Amyloid beta (Aß) is the main component of plaques, the central neuropathological hallmark in Alzheimer's disease (AD). Aß is derived from the amyloid precursor protein (APP) by ß- and γ-secretase-mediated cleavages. A large number of Aß peptides are found in cerebrospinal fluid and these peptides are produced in specific metabolic pathways, which are important for diagnosis, in drug development and to explore disease pathogenesis. To investigate whether a similar pattern could be found also in blood samples, an immunoprecipitation (IP) based method for enrichment of Aß peptides from human plasma was developed. The peptides were analyzed using matrix-assisted-laser-desorption/ionization time-of-flight/time-of-flight mass spectrometry for Aß profiling and selected reaction monitoring (SRM) for MS quantification of Aß1-38, Aß1-40 and Aß1-42 using tripe quadrupole MS. Sixteen N- or C-terminally truncated Aß peptides were reproducibly detected in human plasma, of which 11 were verified by tandem MS. In a pilot study including 9 AD patients and 10 controls, where Aß1-38, Aß1-40 and Aß1-42 were quantified using SRM, no AD-associated change in plasma levels of the peptides were observed. Using MS-based measurement techniques, we show that several Aß peptides can be monitored in a single analysis and the developed methods have the potential to be used as a read out in clinical trials of drugs affecting APP processing or Aß homeostasis.

Altered cerebrospinal fluid levels of amyloid ß and amyloid precursor-like protein 1 peptides in Down's syndrome.
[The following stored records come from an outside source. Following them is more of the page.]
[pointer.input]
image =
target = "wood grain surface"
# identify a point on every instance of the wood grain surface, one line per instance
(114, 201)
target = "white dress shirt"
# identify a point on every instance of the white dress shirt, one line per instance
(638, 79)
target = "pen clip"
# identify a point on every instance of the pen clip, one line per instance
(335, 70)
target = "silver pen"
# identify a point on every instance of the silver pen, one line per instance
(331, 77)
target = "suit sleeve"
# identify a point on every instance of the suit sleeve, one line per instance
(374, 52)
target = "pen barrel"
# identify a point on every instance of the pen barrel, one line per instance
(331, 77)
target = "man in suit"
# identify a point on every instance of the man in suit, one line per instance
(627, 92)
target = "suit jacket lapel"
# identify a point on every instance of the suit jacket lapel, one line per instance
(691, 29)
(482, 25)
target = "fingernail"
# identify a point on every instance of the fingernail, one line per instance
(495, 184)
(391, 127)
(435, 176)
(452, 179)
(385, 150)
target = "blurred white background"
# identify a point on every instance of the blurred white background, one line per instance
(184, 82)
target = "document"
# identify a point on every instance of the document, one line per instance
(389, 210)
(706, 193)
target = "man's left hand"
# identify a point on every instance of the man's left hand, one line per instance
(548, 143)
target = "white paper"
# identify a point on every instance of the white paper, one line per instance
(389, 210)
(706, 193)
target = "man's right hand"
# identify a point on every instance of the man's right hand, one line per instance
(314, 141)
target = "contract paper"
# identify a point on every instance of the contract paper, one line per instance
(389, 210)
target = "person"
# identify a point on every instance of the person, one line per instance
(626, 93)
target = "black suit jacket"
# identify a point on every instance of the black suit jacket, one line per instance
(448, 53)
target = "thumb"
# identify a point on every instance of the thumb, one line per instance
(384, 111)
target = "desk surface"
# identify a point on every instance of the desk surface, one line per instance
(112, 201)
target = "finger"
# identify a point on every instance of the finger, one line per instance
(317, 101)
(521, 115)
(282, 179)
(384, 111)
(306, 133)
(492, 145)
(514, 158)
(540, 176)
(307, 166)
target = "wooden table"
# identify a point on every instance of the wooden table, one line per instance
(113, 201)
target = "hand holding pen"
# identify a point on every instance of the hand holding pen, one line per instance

Down's syndrome (DS) patients develop early Alzheimer's disease pathology with abundant cortical amyloid plaques, likely due to overproduction of the amyloid precursor protein (APP), which subsequently leads to amyloid ß (Aß) aggregation. This is reflected in cerebrospinal fluid (CSF) levels of the 42-amino acid long Aß peptide (Aß1-42), which are increased in young DS patients and decreases with age. However, it is unclear whether DS also affects other aspects of Aß metabolism, including production of shorter C- and N-terminal truncated Aß peptides, and production of peptides from the amyloid precursor-like protein 1 (APLP1), which is related to APP, and cleaved by the same enzymatic processing machinery. APLP1-derived peptides may be surrogate markers for Aß1-42 production in the brain. Here, we used hybrid immunoaffinity-mass spectrometry and enzyme-linked immunosorbent assays to monitor several Aß and APLP1 peptides in CSF from DS patients (n = 12) and healthy controls (n = 20). CSF levels of Aß1-42 and three endogenous peptides derived from APLP1 (APL1ß25, APL1ß27 and APL1ß28) were decreased in DS compared with controls, while a specific Aß peptide, Aß1-28, was increased in a majority of the DS individuals. This study indicates that DS causes previously unknown specific alterations of APP and APLP1 metabolism.